In the message dated: Wed, 02 Apr 2014 16:19:14 -0400,
The pithy ruminations from [email protected] on
<[gridengine users] SGE starter_method breaks OpenMPI> were:
=>
=> We're bringing up SoGE 8.1.6 and I've run into a problem with the use of a
=> 'starter_method' that's affecting OpenMPI jobs.
=>
=> Our starter_method script is "/lab/bin/starter" and contains:
=>
=> ---------------------------------------------
=> [line 1] #!/bin/bash -l
=> [line 2] # initialize modules, then run whatever was given
=> [line 3] . /usr/share/Modules/init/bash
=> [line 4]
=> [line 5] # check if "module" is declared as a function
=> [line 6] declare -f -F module 1> /dev/null 2>&1
=> [line 7] if [ $? = 0 ] ; then
=> [line 8] # there is a module function, export it
=> [line 9] export -f module
=> [line 10] fi
=> [line 11]
=> [line 12] printf "Debugging.

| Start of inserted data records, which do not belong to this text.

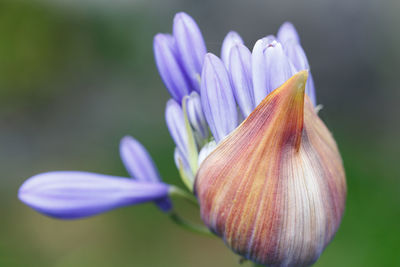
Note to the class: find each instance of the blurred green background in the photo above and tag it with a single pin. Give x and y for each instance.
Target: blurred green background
(77, 75)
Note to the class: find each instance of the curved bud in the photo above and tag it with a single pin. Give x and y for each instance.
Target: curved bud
(191, 46)
(240, 73)
(137, 160)
(140, 166)
(230, 40)
(169, 67)
(275, 188)
(217, 98)
(287, 32)
(73, 195)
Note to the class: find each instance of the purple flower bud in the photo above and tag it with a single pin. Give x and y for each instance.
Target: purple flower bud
(231, 39)
(298, 57)
(191, 46)
(287, 32)
(196, 116)
(137, 160)
(258, 67)
(176, 126)
(217, 98)
(169, 67)
(182, 164)
(73, 195)
(275, 70)
(242, 84)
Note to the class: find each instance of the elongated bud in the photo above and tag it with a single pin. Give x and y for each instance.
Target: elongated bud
(298, 57)
(230, 40)
(191, 46)
(217, 98)
(275, 188)
(169, 67)
(287, 32)
(196, 117)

About to:\n\texec \"${@}\"\n" 1>&2
=> [line 12] exec "${@}"
=> ---------------------------------------------
=>
=> (The debugging statement is not normally active.)
=>
=> This works fine for serial jobs.
=>
=> However, OpenMPI (1.3.3) jobs fail to start. It appears as if the
=> starter_method is somehow corrupting the environment passed to mpirun.
=>
[SNIP!]
Following up, the problem was that OpenMPI was clearing the environment,
so $SGE_STARTER_SHELL_PATH (among others) was unset when line 12 was
called, meaning that exec() was passed lots of environment variable
being set as the inital 'command', instead of the name of an executable,
causing an error. This was not a problem with non-MPI jobs. I'm checking
OpenMPI 1.7.2 for the same issue.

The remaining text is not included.